Os clubes mais importantes da cidade, que começam a temporada na semana que vem, estão impacientes com a não resolução do problema.
– Essa situação é muito preocupante. Cada dia que passa o estádio se deteriora mais. Espero que as autoridades consigam encontrar uma solução rápida – disse o presidente do Flamengo, Eduardo Bandeira de Melo.
Além disso, o governo do Estado do Rio está afogado em um mar de dívidas, incapaz de pagar os servidores públicos há meses. O Maracanã está no meio de uma confusão administrativa muito complicada. Desde 30 de outubro, o estádio deveria ser gerenciado pela concessionária Maracanã SA, que emprestou o campo por oito meses para o comitê organizador dos Jogos Olímpicos Rio 2016.
Maracanã refém
O consórcio, controlado pela Odebrecht, gigante da construção civil investigada em diversos casos de corrupção, enviou um comunicado à AFP dizendo que "por enquanto não retomamos a posse do estádio e responsabilizamos o Comitê Rio-2016 por não cumprir com os compromissos de devolvê-lo no mesmo estado que antes da competição".
Mario Andrada, diretor de comunicações do Comitê Rio 2016, admite que é preciso algumas pequenas reformas, mas garante que até o final de janeiro tudo estaria pronto.
Respondendo às provocações do consórcio, Andrada garante que o Rio-2016 restaurou o estádio e o deixou "em melhores condições do que antes", ainda que tenha sido "forçado a realizar uma série de trabalhos de manutenção de responsabilidade da concessionária".
Mario Andrada acusa a Maracanã SA de "usar o Maracanã como refém para humilhar o Estado e fazer pressão para se livrar da responsabilidade do estádio". A Maracanã SA pensou em rescindir o contrato em junho de 2016, "por não respeitar as cláusulas originais", assinadas em 2013.
Dois meses depois da assinatura, o governo do Estado do Rio mudou as regras do jogo, cedendo à pressão popular, que bradou contra a demolição de uma escola e dos estádios de natação e atletismo anexos ao Maracanã.
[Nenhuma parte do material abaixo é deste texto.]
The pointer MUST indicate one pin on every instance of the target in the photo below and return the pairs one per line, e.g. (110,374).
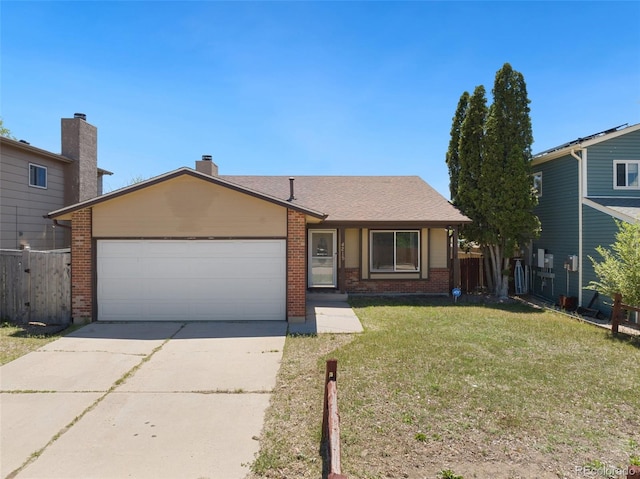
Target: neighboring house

O contrato previa a construção de um estacionamento e um shopping no lugar dessas instalações.
O consórcio anunciou que teve prejuízo de R$ 173 milhões entre 2013 e o fim de 2015.
No sábado passado, uma ordem judicial obrigou a Maracanã SA a "retomar as operações de manutenção do estádio imediatamente". Mas o consórcio anunciou que vai apelar da decisão. A Odebrecht, envolvida no mega escândalo de corrupção da Petrobras, tenta abandonar o estádio há meses. A transição não deve ser nada suave.
Flamengo irritado
Dois grupos de compradores franceses estão disputando o estádio: a GL Events se juntou aos ingleses da CSM e aos holandeses da Amsterdam Arena, por um lado. A concorrência vem da Lagardère, que se uniu com a brasileira de marketing esportivo BWA. Os candidatos, porém, demoraram em apresentar as "peças faltantes" à Comissão Avaliadora.
O presidente do Flamengo opinou:
– Tivemos sérios problemas com a BWA, que era a responsável pela comercialização de ingressos dos nossos jogos no ano passado. Não tem possibilidade que jogarmos no Maraca se esses atravessadores administrarem o estádio.
A opção agora é um boicote. O maior time carioca pede um papel de protagonismo na gestão do estádio, o que teria sido prometido pela GL Events.
Enquanto isso, os arredores do Maracanã oferecem cenas de desolação. Os turistas não podem visitar o estádio e muitos deles se conformam com selfies na entrada. Se bisbilhotarem pelas portas enferrujadas, conseguem ver o estado ruim do gramado.
Para piorar a situação, a Federação de Futebol do Rio (Ferj) denunciou o roubo de televisões, extintores de incêndio e cadeiras das arquibancadas. O busto do jornalista Mario Filho, falecido em 1966 e que dá nome ao estádio, também foi roubado.